How to Start Your Craft

One of most important lessons I'm learning is to love my craft even when nobody cares.  Learning this lesson is an important first step in getting started on whatever it is you want to accomplish. One of the best and hardest advice I've heard on creativity is from William Zinsser's On Writing Well: write for yourself. He captures it well in this statement:

“You are writing primarily to please yourself, and if you go about it with enjoyment you will also entertain the readers who are worth writing for. If you lose the dullards back in the dust, you don't want them anyway.”

When it comes to your craft, whatever it may be, your primary audience is you.

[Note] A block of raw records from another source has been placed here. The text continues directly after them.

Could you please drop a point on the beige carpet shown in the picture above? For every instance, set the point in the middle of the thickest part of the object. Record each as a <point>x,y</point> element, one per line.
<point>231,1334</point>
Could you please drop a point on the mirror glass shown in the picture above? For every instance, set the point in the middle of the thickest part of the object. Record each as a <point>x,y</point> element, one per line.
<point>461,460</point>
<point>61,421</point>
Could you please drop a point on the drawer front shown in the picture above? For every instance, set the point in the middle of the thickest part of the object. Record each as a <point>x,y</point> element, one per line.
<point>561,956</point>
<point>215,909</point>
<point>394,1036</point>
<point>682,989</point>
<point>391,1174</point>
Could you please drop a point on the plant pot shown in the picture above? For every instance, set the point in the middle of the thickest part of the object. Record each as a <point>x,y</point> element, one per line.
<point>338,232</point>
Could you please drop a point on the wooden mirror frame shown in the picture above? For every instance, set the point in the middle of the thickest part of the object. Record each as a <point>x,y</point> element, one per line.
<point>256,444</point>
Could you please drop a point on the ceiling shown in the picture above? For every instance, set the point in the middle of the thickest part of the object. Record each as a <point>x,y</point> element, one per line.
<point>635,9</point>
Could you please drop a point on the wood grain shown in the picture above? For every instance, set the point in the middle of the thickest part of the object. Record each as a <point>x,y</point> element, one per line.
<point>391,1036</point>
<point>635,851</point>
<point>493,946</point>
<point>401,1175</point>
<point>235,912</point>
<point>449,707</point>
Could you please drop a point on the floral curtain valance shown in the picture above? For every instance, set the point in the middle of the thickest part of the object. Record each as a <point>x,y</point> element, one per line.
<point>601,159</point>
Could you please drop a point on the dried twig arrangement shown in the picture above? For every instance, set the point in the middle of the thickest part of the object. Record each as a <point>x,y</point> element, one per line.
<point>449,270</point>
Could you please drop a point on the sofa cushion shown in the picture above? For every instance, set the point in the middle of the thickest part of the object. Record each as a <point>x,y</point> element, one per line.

In a world where fame is the most praised sign of success, writing for yourself in an important lesson. Our world tells us that the only things that matter are things that get a lot of attention.  A mentor once asked me, "would you still write if only one person reads what you wrote?"   He spoke of a woman he admired for being committed to writing to her audience of three.  She valued the craft itself more than the little attention that came with it.

There's something beautiful about someone who experiences her craft even when it doesn't "succeed."  There's something innocent and childlike about it. We affirm it when we see it in children, who don't really care about who admires their creativity.  After we've enjoyed the process for its own sake can we take the next step to share it with another, as a child does with her parents, or as a blogger does with the internet.

How many are kept every day from exploring their craft because they've equated importance to fame? There are many articles that I didn't write and books I didn't read because I didn't think it mattered to enough people. We all have moments where we miss out on enjoying the process of creating and loving our craft because we believe that it only matters if it matters to a lot of people.

It is human to create, so do what you love, even when no one shows up.

What's keeping you from exploring and creating something new?